Windy Gap Bypass in the Works

Known for carving majestic canyons, millions of years ago the headwaters of the mighty Colorado River carved through the rocks west of Granby and created a small riparian valley where air currents blow through- earning a well-deserved name- Windy Gap. Although the wind continues to gust, the quality of the water has diminished over time.

In the 1980's, Windy Gap Reservoir was built directly inline with the river's east to west flow. Because of this placement, the river velocity drops as it enters the reservoir, resulting in increased sediment buildup. Currently, reservoir permits require building off channel to avoid the problems found in Windy Gap.

Because of the sediment build up, the Gold Medal status of the Colorado is in jeopardy. Over the years, as the sediment builds, Colorado Parks and Wildlife has seen a decrease in bug life and feeder fish. One of the feeder fish that has almost vanished in the river is Sculpin- a small fish species that not only do trout rely on, but the health of the river TU-CO-201009128-0028relies on too.

“We have looked and looked, but we do not find any sculpin in that section of the river, all the way to Gore Canyon," said Colorado Parks and Wildlife Aquatic Biologist John Ewitt to Sky-Hi Daily News in Grand County. Sculpin are sensitive to environmental impacts and the levels of sculpin are often used to gauge overall river health.

CPW has also noted a decrease in mayflies, caddisflies, and stoneflies- three of the main food sources for trout in the area.

But the solution to the problem is near. With help from Trout Unlimited and local organizations, a project to bypass the Windy Gap reservoir is in the works.

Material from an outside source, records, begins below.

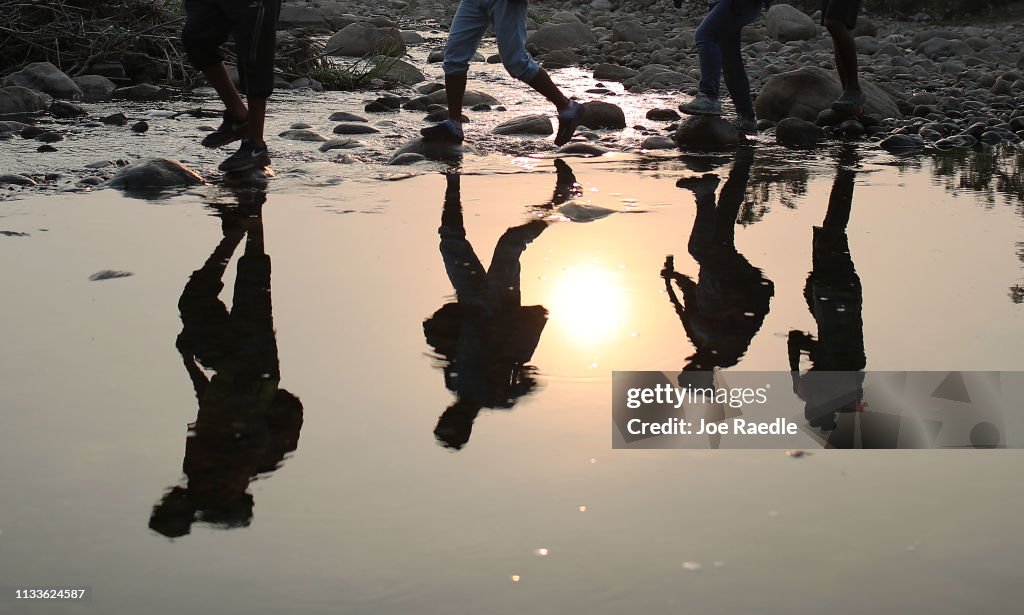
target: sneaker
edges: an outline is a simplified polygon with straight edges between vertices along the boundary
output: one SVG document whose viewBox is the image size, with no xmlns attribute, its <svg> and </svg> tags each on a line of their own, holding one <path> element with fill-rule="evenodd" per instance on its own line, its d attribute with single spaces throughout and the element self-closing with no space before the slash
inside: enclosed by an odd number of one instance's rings
<svg viewBox="0 0 1024 615">
<path fill-rule="evenodd" d="M 832 110 L 839 111 L 841 113 L 861 115 L 864 111 L 864 102 L 866 100 L 867 98 L 864 96 L 864 92 L 846 90 L 843 92 L 842 96 L 832 103 Z"/>
<path fill-rule="evenodd" d="M 424 141 L 447 141 L 448 143 L 462 143 L 462 124 L 445 120 L 433 126 L 427 126 L 420 130 Z"/>
<path fill-rule="evenodd" d="M 697 197 L 714 197 L 715 190 L 718 189 L 718 176 L 714 173 L 705 173 L 700 176 L 681 177 L 676 182 L 676 188 L 687 188 Z"/>
<path fill-rule="evenodd" d="M 680 104 L 679 110 L 687 115 L 722 115 L 722 103 L 704 92 L 698 92 L 693 100 Z"/>
<path fill-rule="evenodd" d="M 216 148 L 233 143 L 245 136 L 248 120 L 239 120 L 224 112 L 220 128 L 203 137 L 203 147 Z"/>
<path fill-rule="evenodd" d="M 218 167 L 225 173 L 237 173 L 249 169 L 259 169 L 270 166 L 270 154 L 267 152 L 267 145 L 256 145 L 249 139 L 242 139 L 238 151 L 220 163 Z"/>
<path fill-rule="evenodd" d="M 555 133 L 555 145 L 561 147 L 572 139 L 576 129 L 583 121 L 583 105 L 575 100 L 569 101 L 569 106 L 558 112 L 558 132 Z"/>
<path fill-rule="evenodd" d="M 738 117 L 732 121 L 732 125 L 749 137 L 757 136 L 757 121 L 752 117 Z"/>
</svg>

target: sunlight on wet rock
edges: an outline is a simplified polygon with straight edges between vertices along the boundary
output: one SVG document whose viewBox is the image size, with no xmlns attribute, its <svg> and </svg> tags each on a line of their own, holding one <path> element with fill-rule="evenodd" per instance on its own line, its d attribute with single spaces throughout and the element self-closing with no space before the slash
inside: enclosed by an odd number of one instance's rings
<svg viewBox="0 0 1024 615">
<path fill-rule="evenodd" d="M 593 222 L 612 215 L 615 210 L 599 205 L 568 203 L 559 207 L 558 213 L 573 222 Z"/>
<path fill-rule="evenodd" d="M 700 562 L 683 562 L 683 570 L 687 572 L 698 572 L 703 567 Z"/>
</svg>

Over the last 15 years, Trout Unlimited and local landowners have been lobbying with Northern Water to find a solution to this problem. The groups became known as the Upper Colorado River Alliance (UCRA) and comprised the idea of bypassing the reservoir.

Northern Water was intrigued by the idea as they were looking for a similar way to expand their water storage capabilities. In a project they are calling the Windy Gap Firming Project (WGFP), they would build Chimney Hollow Reservoir to solve the storage problem. When Northern Water went to the Grand County government for a permit on Chimney Hollow, there was a condition for the Windy Gap bypass.

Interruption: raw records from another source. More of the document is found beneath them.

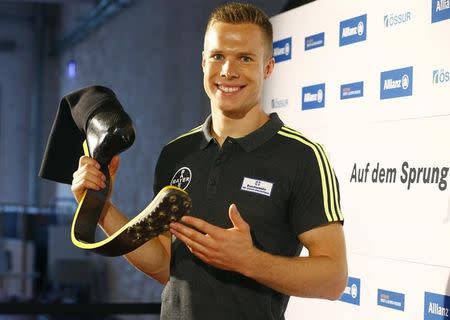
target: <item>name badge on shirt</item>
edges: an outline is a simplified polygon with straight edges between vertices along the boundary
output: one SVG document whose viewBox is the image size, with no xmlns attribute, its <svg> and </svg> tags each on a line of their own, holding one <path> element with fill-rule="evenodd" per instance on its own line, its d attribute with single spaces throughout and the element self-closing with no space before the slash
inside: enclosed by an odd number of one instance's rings
<svg viewBox="0 0 450 320">
<path fill-rule="evenodd" d="M 244 177 L 241 190 L 259 193 L 270 197 L 270 194 L 272 193 L 272 187 L 273 183 L 271 182 Z"/>
</svg>

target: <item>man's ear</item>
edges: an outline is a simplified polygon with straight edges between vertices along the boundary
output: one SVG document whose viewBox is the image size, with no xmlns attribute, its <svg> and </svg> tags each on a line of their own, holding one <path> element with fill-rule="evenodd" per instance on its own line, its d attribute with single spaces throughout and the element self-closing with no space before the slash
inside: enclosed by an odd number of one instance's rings
<svg viewBox="0 0 450 320">
<path fill-rule="evenodd" d="M 205 50 L 202 51 L 202 69 L 205 71 Z"/>
<path fill-rule="evenodd" d="M 273 68 L 275 68 L 275 59 L 271 57 L 264 66 L 264 80 L 269 79 L 273 72 Z"/>
</svg>

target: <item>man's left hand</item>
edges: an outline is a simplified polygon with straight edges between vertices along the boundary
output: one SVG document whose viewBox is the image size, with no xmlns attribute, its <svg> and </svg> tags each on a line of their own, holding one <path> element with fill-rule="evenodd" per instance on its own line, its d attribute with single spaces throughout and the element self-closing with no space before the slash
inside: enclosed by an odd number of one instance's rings
<svg viewBox="0 0 450 320">
<path fill-rule="evenodd" d="M 214 267 L 241 272 L 257 249 L 253 246 L 250 226 L 235 204 L 228 216 L 233 228 L 223 229 L 202 219 L 184 216 L 182 223 L 171 223 L 170 232 L 183 241 L 199 259 Z"/>
</svg>

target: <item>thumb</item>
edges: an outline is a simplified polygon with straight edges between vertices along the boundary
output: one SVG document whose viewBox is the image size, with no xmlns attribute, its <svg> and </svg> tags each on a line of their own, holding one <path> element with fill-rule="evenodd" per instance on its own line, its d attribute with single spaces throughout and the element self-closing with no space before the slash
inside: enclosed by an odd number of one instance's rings
<svg viewBox="0 0 450 320">
<path fill-rule="evenodd" d="M 239 213 L 236 205 L 233 203 L 230 205 L 230 208 L 228 209 L 228 216 L 230 217 L 231 223 L 233 223 L 233 226 L 236 229 L 240 230 L 249 230 L 249 226 L 247 222 L 242 218 L 241 214 Z"/>
</svg>

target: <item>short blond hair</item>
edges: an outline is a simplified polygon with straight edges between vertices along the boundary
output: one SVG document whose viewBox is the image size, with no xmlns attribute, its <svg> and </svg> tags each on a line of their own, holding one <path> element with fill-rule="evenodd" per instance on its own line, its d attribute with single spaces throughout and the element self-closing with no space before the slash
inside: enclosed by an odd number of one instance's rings
<svg viewBox="0 0 450 320">
<path fill-rule="evenodd" d="M 252 23 L 257 25 L 263 34 L 269 56 L 272 56 L 273 28 L 267 14 L 250 3 L 230 2 L 214 9 L 209 16 L 206 32 L 216 22 L 230 24 Z M 206 33 L 205 32 L 205 33 Z"/>
</svg>

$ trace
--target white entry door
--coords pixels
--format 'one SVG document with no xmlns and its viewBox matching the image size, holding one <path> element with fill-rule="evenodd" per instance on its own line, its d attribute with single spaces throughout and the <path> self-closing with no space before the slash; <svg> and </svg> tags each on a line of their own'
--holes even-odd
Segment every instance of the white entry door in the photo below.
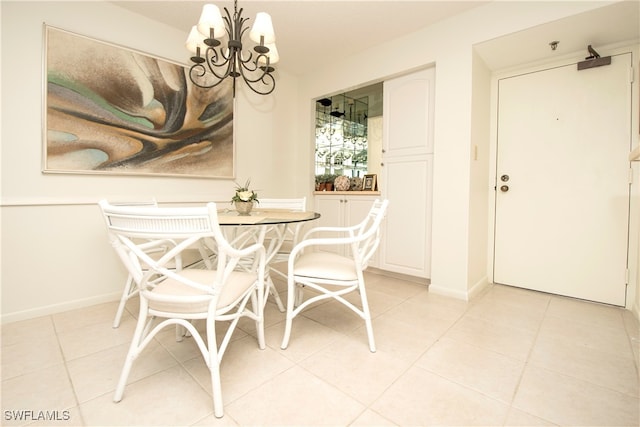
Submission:
<svg viewBox="0 0 640 427">
<path fill-rule="evenodd" d="M 498 82 L 495 283 L 625 305 L 630 68 Z"/>
</svg>

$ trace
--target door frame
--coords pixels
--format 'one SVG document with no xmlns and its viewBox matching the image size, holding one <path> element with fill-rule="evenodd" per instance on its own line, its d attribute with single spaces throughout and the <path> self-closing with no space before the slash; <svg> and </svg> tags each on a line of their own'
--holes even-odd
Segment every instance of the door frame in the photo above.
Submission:
<svg viewBox="0 0 640 427">
<path fill-rule="evenodd" d="M 621 53 L 631 53 L 633 64 L 633 82 L 631 85 L 631 138 L 632 146 L 636 147 L 640 143 L 640 45 L 614 45 L 601 47 L 599 52 L 606 55 L 616 55 Z M 514 67 L 507 70 L 494 70 L 491 76 L 491 104 L 490 104 L 490 134 L 489 134 L 489 176 L 487 185 L 489 186 L 489 224 L 487 236 L 487 277 L 489 283 L 494 279 L 494 259 L 495 259 L 495 221 L 496 221 L 496 191 L 498 184 L 497 171 L 497 150 L 498 150 L 498 82 L 501 79 L 514 77 L 521 74 L 534 73 L 554 67 L 566 66 L 583 61 L 584 52 L 574 52 L 553 61 L 543 61 Z M 633 183 L 630 188 L 629 205 L 629 235 L 627 251 L 627 268 L 629 277 L 626 289 L 627 309 L 634 311 L 635 317 L 640 319 L 640 162 L 632 162 Z"/>
</svg>

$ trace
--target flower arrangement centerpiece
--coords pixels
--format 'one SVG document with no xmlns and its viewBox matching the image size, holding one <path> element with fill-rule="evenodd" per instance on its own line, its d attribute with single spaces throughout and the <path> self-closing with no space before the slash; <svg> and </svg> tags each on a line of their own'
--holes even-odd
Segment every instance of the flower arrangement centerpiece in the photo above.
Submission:
<svg viewBox="0 0 640 427">
<path fill-rule="evenodd" d="M 247 179 L 244 185 L 236 182 L 236 194 L 231 198 L 231 203 L 236 206 L 236 211 L 240 215 L 249 215 L 254 203 L 260 203 L 258 193 L 249 189 L 251 178 Z"/>
</svg>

The long-term project will include digging a portion of Windy Gap and using the dirt to build a berm in the current reservoir to create a smaller, adjacent body of water. This will create a new channel for the Colorado River to flow through. Preliminary engineering is expected to be completed this summer.

The total price for the project will be around $9.6 million- and a little under half of that, 4.1 million, has already been secured for the project. Along with $2 million towards the project, Northern Water has contributed around $300,000 towards environmental studies below the reservoir. The state of Colorado has also contributed $2 million to the project.

The Colorado River Headwaters chapter of Colorado TU has been on the forefront of this problem and has been a major part in helping get the bypass underway. With more help from volunteers and members, the bypass can be completed and the 20 miles of Gold Medal waters along the Colorado can thrive.